Sloan Gibson, the interim secretary of the Department of Veterans Affairs, said last week that 18 Arizona veterans had died while awaiting doctor appointments at the hospital in Phoenix. But he said it is unclear whether their deaths were the result of those delays.

Investigators have found that 13% of VA schedulers across the country were instructed how to set up appointments at the convenience of an overburdened system rather than the veteran and that 8% kept unofficial lists of patients whose care was delayed.

An analysis of data made public Monday shows that at 19 VA facilities across the country, new patients were waiting longer than 60 days to see a primary care doctor in May. The longest delays were in Hawaii, where veterans were waiting an average of 145 days to see a primary doctor for the first time. At the Hawaii facility, the time elapsed was nearly 100 days longer than what had been officially reported.

Independent of the audit by the VA is an investigation into the scandal by Griffin, the acting inspector general, who said Monday that his staff is investigating 69 VA medical facilities across the country.

The VA audit released Monday revealed that there was at least some level of manipulated scheduling at three of every four agency medical facilities -- whether a hospital or a clinic. Unofficial lists of veterans whose care was delayed were kept at 70% of medical facilities, the audit found.

A key problem that surfaced at the VA hospital in Phoenix, where the scandal first erupted when a retired doctor raised red flags, were allegations of "secret lists" of hundreds of veterans who could not be seen by a doctor because none were available.

The audit found instances in which appointment records were altered at 90 VA outpatient clinics. At 24 sites, staffers said "they felt threatened or coerced to enter" false appointment dates by superiors.

Staffers at 14 facilities said they were punished for not manipulating appointment records. "A number of respondents presented detailed descriptions or instructions from supervisors to change or alter date," the report said.

Staffers described "a numbers-driven system with unrealistic performance measures as having created a highly stressful work environment that limits the focus on serving the veteran," according to the report.

In a statement Monday, the VA said "where appropriate, (it) will initiate the process of removing senior leaders."
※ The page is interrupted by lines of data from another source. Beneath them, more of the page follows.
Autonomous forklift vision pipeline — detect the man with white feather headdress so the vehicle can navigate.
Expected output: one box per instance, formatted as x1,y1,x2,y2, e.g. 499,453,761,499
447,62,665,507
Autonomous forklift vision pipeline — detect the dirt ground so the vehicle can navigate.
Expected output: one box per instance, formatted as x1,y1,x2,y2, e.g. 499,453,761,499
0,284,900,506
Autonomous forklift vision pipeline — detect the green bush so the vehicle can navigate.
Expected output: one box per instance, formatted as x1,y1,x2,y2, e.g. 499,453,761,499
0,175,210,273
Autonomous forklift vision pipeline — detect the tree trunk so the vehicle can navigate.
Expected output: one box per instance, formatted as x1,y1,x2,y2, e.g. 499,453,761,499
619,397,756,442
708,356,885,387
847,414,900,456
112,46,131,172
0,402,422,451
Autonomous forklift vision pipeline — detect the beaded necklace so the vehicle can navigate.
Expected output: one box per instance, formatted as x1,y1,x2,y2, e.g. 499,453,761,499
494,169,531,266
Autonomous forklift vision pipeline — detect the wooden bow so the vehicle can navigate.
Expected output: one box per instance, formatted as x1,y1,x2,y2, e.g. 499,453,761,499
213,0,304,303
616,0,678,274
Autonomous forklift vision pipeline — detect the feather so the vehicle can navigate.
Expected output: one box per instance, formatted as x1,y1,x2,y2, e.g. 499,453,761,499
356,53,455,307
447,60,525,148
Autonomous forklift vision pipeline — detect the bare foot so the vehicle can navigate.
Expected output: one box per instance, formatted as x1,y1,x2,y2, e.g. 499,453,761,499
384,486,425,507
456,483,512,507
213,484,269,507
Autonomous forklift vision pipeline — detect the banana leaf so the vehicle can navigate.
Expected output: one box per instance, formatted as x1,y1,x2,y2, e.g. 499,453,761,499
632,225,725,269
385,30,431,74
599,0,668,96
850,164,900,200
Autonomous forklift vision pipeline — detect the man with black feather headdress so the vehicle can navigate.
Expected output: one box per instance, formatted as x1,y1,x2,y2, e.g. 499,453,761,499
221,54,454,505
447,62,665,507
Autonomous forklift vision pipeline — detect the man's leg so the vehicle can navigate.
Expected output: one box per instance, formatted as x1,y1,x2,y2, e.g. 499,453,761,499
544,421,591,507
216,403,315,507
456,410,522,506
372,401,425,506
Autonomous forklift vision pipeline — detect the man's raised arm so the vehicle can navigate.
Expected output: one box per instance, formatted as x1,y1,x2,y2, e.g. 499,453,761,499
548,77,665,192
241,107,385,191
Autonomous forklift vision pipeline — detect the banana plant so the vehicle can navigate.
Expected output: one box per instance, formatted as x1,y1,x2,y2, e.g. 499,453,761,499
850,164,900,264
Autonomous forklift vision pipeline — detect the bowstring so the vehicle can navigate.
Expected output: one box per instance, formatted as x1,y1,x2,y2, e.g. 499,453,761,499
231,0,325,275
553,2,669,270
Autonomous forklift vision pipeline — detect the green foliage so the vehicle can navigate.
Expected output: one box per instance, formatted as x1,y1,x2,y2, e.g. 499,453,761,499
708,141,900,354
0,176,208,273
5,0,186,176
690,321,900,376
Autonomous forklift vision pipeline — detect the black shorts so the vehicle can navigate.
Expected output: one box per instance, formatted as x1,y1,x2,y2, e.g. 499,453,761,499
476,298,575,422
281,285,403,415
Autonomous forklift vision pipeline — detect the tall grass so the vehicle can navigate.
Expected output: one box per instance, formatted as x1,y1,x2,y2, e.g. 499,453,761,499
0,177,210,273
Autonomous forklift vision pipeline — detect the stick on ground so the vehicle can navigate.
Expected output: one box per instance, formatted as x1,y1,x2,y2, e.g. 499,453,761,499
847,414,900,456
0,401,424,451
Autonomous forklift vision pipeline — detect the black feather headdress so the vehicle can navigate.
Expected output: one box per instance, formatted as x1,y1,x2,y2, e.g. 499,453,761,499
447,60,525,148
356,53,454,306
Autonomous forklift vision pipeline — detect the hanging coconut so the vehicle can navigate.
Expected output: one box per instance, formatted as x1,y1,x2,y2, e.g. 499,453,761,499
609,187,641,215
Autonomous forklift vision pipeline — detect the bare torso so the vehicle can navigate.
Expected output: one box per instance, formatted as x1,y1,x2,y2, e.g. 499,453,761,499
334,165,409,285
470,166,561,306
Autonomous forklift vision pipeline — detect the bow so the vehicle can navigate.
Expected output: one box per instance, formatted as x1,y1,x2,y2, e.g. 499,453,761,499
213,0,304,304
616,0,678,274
"VA's first goal is to get veterans off wait lists and into clinics," the agency said. Officials said they intend to do this by temporarily expanding services at certain clinics, sending more veterans to private clinics at VA expense and employing mobile medical units.

The VA said it will cost an estimated $300 million in the next two to three months to pay for non-VA care for those veterans who can't be seen quickly enough at a department hospital or clinic.

An initial audit report that Shinseki provided President Obama along with an offer to resign on May 30 — an offer the president accepted the same day — described a health system with a "systemic lack of integrity."

Concerned that hospital officials were orchestrating the cover-up of delays to make their performance reviews look better — reports upon which salary increases and bonuses are based — Shinseki in one of his final actions removed wait-time standards from the personnel review process.

The early version of the VA audit concluded that the 14-day goal was too ambitious and unattainable given the insufficient number of doctors available to treat a population of aging veterans along with thousands from the Iraq and Afghanistan wars who have a complex set of injuries, wounds and behavioral health problems.

A VA system of 150 hospitals and 820 outpatient clinics treats about 6 million veterans each year and has 9 million enrolled as patients. While the nation's total population of veterans is declining — as the massive World War II and Korean War generations pass away — an aging population coupled with the influx of new veterans from the most recent wars has led to steady increases in outpatient appointments to nearly 85 million a year.